Index AI : AFR 34/015/2003
ÉFAI
Lundi 7 juillet 2003
L’offre d’« asile » du président nigérian Olusegun Obasanjo à son homologue Charles Taylor bafoue le droit international, et ne contribue en rien à l’établissement d’une paix juste et durable au Libéria, a déclaré Amnesty International ce lundi 7 juillet.
Le président Taylor a été inculpé par le Tribunal spécial pour la Sierra Leone, qui lui attribue les plus grandes responsabilités pour les crimes de guerre, les crimes contre l’humanité et les autres graves violations du droit international humanitaire relevant de la compétence du Tribunal spécial.
« Le 4 juin, quand l’inculpation du président Taylor a été rendue publique par le Tribunal, le gouvernement du Ghana n’a pas souhaité l’arrêter alors qu’il se trouvait à Accra. À présent, le gouvernement du Nigéria viole aussi ses obligations définies par le droit international, en promettant qu’aucune action en justice ne sera intentée contre Charles Taylor s’il quitte le Libéria pour le Nigéria », a déclaré Amnesty International.
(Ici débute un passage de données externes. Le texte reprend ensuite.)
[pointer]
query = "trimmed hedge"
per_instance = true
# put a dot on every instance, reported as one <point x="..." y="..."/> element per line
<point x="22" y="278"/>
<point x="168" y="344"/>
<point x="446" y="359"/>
Selon le droit international, les présumés responsables de crimes de guerre, de crimes contre l’humanité et autres atteintes au droit international doivent être traduits en justice.
« Tout État partie aux Conventions de Genève - comme le Nigéria - se trouve dans l’obligation de traduire en justice devant ses propres tribunaux ceux qui ont commis ou ordonné de graves infractions à ces Conventions, de les extrader vers un autre pays désireux et capable de les juger, ou de les déférer devant un tribunal international », a déclaré l’organisation. « Il n’existe aucune exception : ces textes s’appliquent au Nigéria comme au président Taylor. »
« Nul, quel que soit son statut - y compris chef d’État - ne possède l’immunité pour les atteintes les plus graves au droit international », a ajouté Amnesty International.
« Nous demandons au président Obasanjo de s’acquitter des obligations du Nigéria au regard du droit international », a ajouté l’organisation. « Si le président Taylor pénètre sur le territoire nigérian, il doit être arrêté. »
Les décisions du gouvernement du Ghana puis du Nigéria vont à l’encontre des grands progrès accomplis par la communauté internationale dans la lutte contre l’impunité pour les crimes de guerre, les crimes contre l’humanité et autres infractions graves ; ces progrès se sont notamment traduits par l’établissement de la Cour pénale internationale (dont les statuts ont été ratifiés par ces deux pays). Les gouvernements du Ghana et du Nigéria ont aussi fait la sourde oreille aux demandes réitérées du Secrétaire général et du Conseil de sécurité des Nations unies de coopérer avec le Tribunal spécial pour la Sierra Leone.
« En resserrant les rangs autour du président Taylor, les gouvernements de la CEDEAO [Communauté économique des États d’Afrique de l’ouest] perpétuent l’un des principaux facteurs de conflit dans la région depuis des années : l’impunité pour les violations systématiques et à grande échelle des droits humains élémentaires de la population civile », a rappelé Amnesty International.
« Le marchandage qui vise actuellement à obtenir la fin du conflit au Libéria en échange de l’immunité pour le président Taylor est inacceptable et indéfendable », a souligné l’organisation.
Un accord de paix efficace et durable pour le Libéria doit comporter un mécanisme chargé d’établir les responsabilités pour les atteintes aux droits humains commises par toutes les parties au cours du conflit. En 1999, lors des négociations de Lomé pour un accord de paix en Sierra Leone, il avait été affirmé que l’accord de paix serait mis en danger si les différentes parties du conflit étaient tenues responsables de graves atteintes aux droits humains. Cette position, qui constituait une violation du droit international, n’est pas parvenue non plus à maintenir la paix, comme cela est apparu moins d’un an plus tard. Le Tribunal spécial pour la Sierra Leone joue un rôle capital dans la réconciliation et l’instauration d’une paix durable dans ce pays.
« Au lieu d’ignorer le droit international et le Tribunal spécial pour la Sierra Leone, le Nigéria et d’autres États de la CEDEAO devraient s’engager fermement pour que le peuple libérien - qui a tant souffert - puisse voir les responsables de ces crimes dans l’obligation de rendre des comptes », a déclaré Amnesty International.